• When the resource governer hits the standard edition we will be encouraged to move along.

    DTS Minor Rant Warning:

    BTW we still use DTS - despite having several books at work on SSIS that our key people have read at one point or another.

    Thus far we have found DTS easier and more intuitive: SSIS takes a heap longer to achieve what comes intuitively in DTS, and this despite having no DTS documentation at all.

    Why? Personal view - possibly a bit of a caricature but saying this to underscore a trend line not denigrate valid outliers - SSIS is in effect attempting to turn .NET application developers into DBAs raher than an attempt to provide a productivity framework that leverages the way DBAs handle data.

    If I were to buy software from a sql focused company (e.g. RedGate) as a DBA I expect to be able to use their products directly - i.e. expect their software to enhance rapid-fire set based thinking out of the box - with no need to stop and translate anything into an alternate paradigm in order to "keep up" with the latest trends.

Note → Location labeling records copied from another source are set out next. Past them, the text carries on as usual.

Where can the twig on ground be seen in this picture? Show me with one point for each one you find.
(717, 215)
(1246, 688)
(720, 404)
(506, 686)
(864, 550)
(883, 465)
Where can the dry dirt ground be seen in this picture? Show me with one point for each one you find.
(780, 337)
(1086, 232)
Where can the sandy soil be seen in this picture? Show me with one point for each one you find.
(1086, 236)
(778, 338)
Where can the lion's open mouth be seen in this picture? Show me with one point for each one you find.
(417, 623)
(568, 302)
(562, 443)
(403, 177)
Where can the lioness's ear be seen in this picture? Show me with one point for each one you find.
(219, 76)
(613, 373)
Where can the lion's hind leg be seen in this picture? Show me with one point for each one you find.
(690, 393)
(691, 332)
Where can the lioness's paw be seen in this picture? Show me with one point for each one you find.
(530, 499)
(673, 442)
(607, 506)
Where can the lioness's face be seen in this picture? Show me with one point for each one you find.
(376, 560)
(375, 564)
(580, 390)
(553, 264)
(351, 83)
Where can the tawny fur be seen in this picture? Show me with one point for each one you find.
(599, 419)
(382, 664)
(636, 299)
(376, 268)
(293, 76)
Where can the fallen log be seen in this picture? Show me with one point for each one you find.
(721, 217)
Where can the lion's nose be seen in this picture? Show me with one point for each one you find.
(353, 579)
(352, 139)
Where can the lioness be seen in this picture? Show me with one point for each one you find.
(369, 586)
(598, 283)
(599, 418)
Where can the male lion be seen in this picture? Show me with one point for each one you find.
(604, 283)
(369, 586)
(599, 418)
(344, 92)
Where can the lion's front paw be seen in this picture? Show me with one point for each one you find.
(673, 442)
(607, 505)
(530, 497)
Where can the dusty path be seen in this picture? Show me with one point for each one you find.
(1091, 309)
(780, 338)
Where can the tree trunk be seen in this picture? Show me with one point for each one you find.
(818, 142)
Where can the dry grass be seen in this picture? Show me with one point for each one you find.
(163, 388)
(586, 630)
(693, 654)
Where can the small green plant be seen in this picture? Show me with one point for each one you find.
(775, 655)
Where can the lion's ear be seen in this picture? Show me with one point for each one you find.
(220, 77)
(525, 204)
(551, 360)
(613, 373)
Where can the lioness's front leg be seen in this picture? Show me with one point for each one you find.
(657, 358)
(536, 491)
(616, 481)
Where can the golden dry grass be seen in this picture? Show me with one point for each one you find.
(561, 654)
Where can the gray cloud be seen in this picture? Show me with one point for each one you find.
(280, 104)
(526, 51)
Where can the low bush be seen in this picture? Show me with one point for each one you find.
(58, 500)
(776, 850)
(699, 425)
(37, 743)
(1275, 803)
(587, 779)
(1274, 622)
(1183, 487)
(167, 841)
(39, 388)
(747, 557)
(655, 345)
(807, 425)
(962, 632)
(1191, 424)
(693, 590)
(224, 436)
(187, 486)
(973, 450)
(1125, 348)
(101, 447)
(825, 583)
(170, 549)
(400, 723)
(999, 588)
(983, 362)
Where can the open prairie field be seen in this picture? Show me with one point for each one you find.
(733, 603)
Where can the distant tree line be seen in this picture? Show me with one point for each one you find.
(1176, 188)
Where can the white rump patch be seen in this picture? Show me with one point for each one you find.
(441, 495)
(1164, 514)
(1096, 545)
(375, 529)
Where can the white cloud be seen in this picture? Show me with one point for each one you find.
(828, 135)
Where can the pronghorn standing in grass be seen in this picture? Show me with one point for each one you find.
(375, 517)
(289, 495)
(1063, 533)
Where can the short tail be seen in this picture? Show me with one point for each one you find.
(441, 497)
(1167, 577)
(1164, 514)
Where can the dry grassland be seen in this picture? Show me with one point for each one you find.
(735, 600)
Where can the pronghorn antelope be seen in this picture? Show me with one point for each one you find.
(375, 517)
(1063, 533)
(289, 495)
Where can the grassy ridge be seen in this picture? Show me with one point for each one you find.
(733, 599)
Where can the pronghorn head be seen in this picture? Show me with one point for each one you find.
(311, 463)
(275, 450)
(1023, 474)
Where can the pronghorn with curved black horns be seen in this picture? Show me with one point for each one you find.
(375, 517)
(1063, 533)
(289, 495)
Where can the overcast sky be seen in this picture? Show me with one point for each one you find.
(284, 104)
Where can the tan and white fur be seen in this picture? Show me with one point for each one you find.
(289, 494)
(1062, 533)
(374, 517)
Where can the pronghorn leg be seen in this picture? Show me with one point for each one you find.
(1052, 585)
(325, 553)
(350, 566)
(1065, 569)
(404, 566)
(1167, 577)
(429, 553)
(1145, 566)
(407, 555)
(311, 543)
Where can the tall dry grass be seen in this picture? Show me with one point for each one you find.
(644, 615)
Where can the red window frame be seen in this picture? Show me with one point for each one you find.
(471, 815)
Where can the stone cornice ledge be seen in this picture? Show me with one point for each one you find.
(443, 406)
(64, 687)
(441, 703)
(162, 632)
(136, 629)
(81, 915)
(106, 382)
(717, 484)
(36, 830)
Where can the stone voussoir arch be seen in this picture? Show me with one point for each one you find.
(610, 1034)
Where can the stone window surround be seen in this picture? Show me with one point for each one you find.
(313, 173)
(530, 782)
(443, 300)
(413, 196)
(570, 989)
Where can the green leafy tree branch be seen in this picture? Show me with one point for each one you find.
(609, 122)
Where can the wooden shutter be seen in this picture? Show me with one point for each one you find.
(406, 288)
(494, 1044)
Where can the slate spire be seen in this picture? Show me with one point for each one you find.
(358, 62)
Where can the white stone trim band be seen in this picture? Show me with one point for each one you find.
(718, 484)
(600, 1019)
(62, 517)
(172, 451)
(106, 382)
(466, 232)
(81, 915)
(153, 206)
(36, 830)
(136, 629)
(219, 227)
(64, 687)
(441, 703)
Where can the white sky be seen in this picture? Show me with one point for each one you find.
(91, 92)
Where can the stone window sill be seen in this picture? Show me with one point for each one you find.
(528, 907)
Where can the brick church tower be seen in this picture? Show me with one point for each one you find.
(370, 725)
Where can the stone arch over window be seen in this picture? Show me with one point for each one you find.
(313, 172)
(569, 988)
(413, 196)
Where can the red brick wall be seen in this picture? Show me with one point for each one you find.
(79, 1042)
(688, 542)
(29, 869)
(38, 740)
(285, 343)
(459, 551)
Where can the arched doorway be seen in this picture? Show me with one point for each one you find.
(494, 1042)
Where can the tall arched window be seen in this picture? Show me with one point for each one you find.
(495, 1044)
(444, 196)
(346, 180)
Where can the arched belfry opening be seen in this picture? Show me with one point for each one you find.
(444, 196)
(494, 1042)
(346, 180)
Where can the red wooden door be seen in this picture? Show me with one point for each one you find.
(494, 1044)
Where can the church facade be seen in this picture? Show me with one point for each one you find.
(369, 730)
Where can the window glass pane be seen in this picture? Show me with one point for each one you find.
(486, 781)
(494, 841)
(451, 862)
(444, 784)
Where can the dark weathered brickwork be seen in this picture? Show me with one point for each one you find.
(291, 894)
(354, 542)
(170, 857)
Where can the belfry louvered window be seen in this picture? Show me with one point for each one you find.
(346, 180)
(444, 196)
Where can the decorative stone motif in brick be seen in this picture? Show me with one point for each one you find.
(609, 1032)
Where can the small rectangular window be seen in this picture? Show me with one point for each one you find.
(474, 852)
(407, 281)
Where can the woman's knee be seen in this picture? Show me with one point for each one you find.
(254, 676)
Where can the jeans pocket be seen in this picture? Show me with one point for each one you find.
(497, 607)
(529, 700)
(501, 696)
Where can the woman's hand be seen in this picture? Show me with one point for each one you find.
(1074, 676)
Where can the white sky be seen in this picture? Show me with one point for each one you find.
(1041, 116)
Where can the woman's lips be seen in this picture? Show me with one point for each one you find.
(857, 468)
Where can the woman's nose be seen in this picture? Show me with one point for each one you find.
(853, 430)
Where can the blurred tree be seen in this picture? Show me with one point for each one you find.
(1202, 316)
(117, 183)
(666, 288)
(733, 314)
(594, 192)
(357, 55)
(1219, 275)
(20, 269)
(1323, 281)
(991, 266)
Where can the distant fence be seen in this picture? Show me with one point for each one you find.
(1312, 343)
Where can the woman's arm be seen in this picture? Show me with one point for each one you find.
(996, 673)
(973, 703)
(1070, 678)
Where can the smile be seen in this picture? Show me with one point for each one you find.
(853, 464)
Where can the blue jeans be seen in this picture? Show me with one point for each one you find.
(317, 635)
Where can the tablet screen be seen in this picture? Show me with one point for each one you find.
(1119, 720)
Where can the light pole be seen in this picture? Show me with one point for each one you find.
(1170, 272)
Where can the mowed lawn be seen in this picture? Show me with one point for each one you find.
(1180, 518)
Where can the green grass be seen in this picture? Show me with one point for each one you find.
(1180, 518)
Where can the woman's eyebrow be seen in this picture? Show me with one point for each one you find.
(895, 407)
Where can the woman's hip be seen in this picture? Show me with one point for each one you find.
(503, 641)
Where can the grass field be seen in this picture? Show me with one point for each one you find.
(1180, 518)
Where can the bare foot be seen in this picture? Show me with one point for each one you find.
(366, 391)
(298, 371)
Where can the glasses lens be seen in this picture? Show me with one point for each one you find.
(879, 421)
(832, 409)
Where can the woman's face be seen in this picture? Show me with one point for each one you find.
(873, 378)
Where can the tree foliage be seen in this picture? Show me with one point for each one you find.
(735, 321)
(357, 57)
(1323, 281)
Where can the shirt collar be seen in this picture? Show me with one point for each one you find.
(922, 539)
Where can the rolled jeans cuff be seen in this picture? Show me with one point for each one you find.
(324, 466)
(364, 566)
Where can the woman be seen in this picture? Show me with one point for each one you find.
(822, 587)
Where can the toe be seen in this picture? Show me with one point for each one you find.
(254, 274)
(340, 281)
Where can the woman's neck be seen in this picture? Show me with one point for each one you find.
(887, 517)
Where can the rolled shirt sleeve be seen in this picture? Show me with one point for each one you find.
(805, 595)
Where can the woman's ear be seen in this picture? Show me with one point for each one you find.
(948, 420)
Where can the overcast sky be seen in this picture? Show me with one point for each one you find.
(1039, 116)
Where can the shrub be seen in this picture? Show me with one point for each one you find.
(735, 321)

    Personal view is .NET is coat-tailing the fundamental success of T-SQL rather than leavarging it by a demonstrable factor of "X". What I want is a product that delivers an "X" factor without having to change the way that I think - which is already carefully tuned around the foundational driver of T-SQL.

    Are we squeezing DBA productivity through an unnecessary energy consuming vortex - in order to achieve a marketing target? Is there a productivity target? Solving pedantic application specific puzzles and side-isses does not add to my productivity as a DBA.

    We are in the process of moving to a competitor to SSIS because we see MS taking the wrong fork in the road - DBAs should not have to leave a development environment in order to work in a foreign environment built for application development and then like the proverbial Humpty Dumpty, have to glue everything back together again better than new.